Hey Dave! I ordered a 5mm setback post sometime in January and the shop said the 5's have been hung up off the coast of Long Beach. They weren't 100% on that but there are labor disputes between the west coast ILWU (Longshoreman) and their west coast employers going on so perhaps they are correct. By chance do you know the status of the posts and when/if they will clear the docks? Any news you can report would be appreciated.

Best Regards


----------



## Superdave3T (May 11, 2009)

woodys737 said:


> Hey Dave! I ordered a 5mm setback post sometime in January and the shop said the 5's have been hung up off the coast of Long Beach. They weren't 100% on that but there are labor disputes between the west coast ILWU (Longshoreman) and their west coast employers going on so perhaps they are correct. By chance do you know the status of the posts and when/if they will clear the docks? Any news you can report would be appreciated.
> 
> Best Regards


No idea when the boats will be allowed in port. The seatposts along with a few thousand bicycles are on perma-hold.

-SD


----------



## redondoaveb (Jan 16, 2011)

The news this morning said the dock workers are back to work. Of course there will be a big backup of containers from the stoppage.


----------



## woodys737 (Dec 31, 2005)

Hey SD, no info on the seat post from the LBS here in PHX. Do you know if Felt has them in stock via your website?


----------



## Superdave3T (May 11, 2009)

woodys737 said:


> Hey SD, no info on the seat post from the LBS here in PHX. Do you know if Felt has them in stock via your website?

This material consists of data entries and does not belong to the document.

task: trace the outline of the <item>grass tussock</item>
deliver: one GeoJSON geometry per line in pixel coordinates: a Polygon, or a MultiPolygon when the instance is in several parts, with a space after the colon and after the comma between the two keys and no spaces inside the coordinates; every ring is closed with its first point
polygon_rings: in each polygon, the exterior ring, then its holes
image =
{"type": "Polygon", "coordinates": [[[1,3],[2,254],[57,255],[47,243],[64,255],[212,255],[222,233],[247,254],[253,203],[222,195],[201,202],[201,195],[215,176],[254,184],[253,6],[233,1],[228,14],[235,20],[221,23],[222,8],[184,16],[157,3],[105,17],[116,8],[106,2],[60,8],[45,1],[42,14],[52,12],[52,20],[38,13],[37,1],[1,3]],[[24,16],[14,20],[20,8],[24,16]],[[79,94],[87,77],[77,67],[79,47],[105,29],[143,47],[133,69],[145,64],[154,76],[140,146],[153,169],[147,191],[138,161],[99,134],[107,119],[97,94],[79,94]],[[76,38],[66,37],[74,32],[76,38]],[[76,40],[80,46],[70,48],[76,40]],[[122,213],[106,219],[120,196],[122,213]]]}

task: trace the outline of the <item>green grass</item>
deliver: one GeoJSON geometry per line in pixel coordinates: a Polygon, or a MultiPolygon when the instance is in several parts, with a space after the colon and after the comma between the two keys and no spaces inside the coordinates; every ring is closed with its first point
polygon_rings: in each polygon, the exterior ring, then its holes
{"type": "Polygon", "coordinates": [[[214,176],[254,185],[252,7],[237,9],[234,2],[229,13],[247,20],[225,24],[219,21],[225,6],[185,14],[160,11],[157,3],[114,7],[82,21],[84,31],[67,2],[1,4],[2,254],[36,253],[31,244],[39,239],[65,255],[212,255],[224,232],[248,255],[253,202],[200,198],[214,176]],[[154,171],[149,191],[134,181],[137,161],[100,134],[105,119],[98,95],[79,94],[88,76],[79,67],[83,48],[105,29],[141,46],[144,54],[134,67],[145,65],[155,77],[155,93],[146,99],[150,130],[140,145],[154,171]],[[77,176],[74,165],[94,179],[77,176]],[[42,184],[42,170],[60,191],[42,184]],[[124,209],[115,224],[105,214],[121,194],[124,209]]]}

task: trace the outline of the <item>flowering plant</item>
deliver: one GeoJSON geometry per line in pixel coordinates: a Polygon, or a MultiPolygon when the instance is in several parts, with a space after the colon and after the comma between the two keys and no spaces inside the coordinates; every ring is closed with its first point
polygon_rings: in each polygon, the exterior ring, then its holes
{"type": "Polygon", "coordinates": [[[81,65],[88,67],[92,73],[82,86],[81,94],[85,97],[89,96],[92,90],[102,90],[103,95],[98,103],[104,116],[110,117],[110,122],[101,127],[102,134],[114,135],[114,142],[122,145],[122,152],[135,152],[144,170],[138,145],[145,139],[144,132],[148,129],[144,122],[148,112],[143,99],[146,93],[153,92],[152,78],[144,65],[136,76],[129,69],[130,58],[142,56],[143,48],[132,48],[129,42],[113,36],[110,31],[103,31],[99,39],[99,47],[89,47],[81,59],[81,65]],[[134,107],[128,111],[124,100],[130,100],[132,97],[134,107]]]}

I don't think they are on the site yet but they have been shipping to dealers since November.
-Dave


----------



## woodys737 (Dec 31, 2005)

Hmm. Thx for the info Dave!


----------



## woodys737 (Dec 31, 2005)

Ahhh. It finally arrived. We (LBS and I) were surprised how much shorter it was than the standard 25mm setback post. Luckily for me I am ok with respect to the minimum insertion line! Very close but, ok...Anyways, anyone in a similar situation in the future just verify the length. We just assumed it would be the same length. Shame on us. 

Anywho, amazing engineering with these things! Here is a pic of the difference in length. Roughly 5-6cm.


----------



## natedg200202 (Sep 2, 2008)

Did being shorter make it much lighter?


----------



## woodys737 (Dec 31, 2005)

natedg200202 said:


> Did being shorter make it much lighter?


Sorry I don't know. I didn't weigh either of them.


----------